Transisi ini membutuhkan waktu dan kesabaran. Diego membutuhkan waktu sekitar tiga tahun untuk beradaptasi sepenuhnya. Ia menyadari bahwa berlari dengan sepatu dan sandal melibatkan mekanisme tubuh yang berbeda. Oleh karena itu, perubahan secara bertahap sangat penting untuk mencegah cedera. Diego menekankan bahwa transisi yang terburu-buru dari sepatu ke sandal dapat merusak tubuh.

  • "Jika sudah terbiasa lari 10K dengan sepatu, harus menurunkan intensitas, memahami teknik lari yang benar, dan menyesuaikan kecepatan saat menggunakan sandal. Rasanya seperti memulai lari dari awal lagi," jelas Diego.

Selama masa transisi, Diego mencoba berbagai jenis sepatu lari. Ia mulai dari sepatu konvensional hingga sepatu khusus dengan desain yang berbeda. Diego secara bertahap beralih ke sepatu zero drop and barefoot shaped shoes. Sepatu jenis ini tidak memiliki perbedaan ketinggian antara tumit dan bagian depan kaki, sehingga memberikan sensasi seperti berlari tanpa alas kaki.

Seiring waktu, Diego beralih ke model barefoot shaped shoes minimalis dengan bantalan yang lebih tipis. Hingga saat ini, ia menggunakan sandal khusus dari Pyopp Fledge. Diego mengungkapkan bahwa perawatan sandal ini sangat mudah, cukup disemprot dengan air seperti sandal biasa.

Setelah tiga tahun beradaptasi, Diego mantap menggunakan sandal, baik untuk lari sehari-hari maupun untuk mengikuti maraton. Selain karena alasan cedera, Diego juga meyakini bahwa natural running dan natural movement sejalan dengan filosofi hidupnya yang minimalis. Ia merasa lebih menyatu dengan alam dan memiliki koneksi yang lebih kuat dengan lingkungan sekitarnya.
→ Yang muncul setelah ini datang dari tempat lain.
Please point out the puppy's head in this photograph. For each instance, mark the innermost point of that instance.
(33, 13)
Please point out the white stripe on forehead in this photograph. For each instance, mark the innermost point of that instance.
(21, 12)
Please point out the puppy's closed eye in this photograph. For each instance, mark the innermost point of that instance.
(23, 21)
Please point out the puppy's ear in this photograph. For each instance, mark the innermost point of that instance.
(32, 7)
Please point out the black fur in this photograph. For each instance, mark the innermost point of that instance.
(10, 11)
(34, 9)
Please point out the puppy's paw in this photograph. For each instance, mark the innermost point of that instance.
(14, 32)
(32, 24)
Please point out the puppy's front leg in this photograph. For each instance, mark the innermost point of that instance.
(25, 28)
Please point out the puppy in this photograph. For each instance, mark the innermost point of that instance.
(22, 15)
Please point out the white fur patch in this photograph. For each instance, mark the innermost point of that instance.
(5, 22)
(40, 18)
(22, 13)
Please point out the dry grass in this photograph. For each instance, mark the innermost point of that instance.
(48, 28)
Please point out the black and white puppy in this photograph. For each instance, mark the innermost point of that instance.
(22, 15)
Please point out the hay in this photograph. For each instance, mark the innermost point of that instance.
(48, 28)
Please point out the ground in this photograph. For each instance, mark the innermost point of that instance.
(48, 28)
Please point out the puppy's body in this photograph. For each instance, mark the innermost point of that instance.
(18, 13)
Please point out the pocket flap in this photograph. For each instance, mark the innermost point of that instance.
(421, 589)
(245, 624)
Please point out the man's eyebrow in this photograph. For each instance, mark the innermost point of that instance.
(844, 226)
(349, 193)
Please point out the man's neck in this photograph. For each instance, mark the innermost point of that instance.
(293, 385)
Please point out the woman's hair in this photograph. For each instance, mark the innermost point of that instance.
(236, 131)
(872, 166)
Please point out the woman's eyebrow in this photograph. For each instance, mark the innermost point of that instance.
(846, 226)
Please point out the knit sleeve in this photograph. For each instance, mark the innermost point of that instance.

Lebih lanjut, Diego menjelaskan bahwa penggunaan sandal memberikan kebebasan bergerak yang lebih besar pada kaki, menyerupai fleksibilitas tangan manusia. Hal ini juga mengurangi risiko blister yang sering disebabkan oleh gesekan antara kulit, kaus kaki, dan sepatu. Kisah Diego Yanuar adalah bukti bahwa dengan tekad, adaptasi, dan keyakinan pada filosofi yang dianut, batasan dapat dilampaui dan tantangan terberat sekalipun dapat ditaklukkan.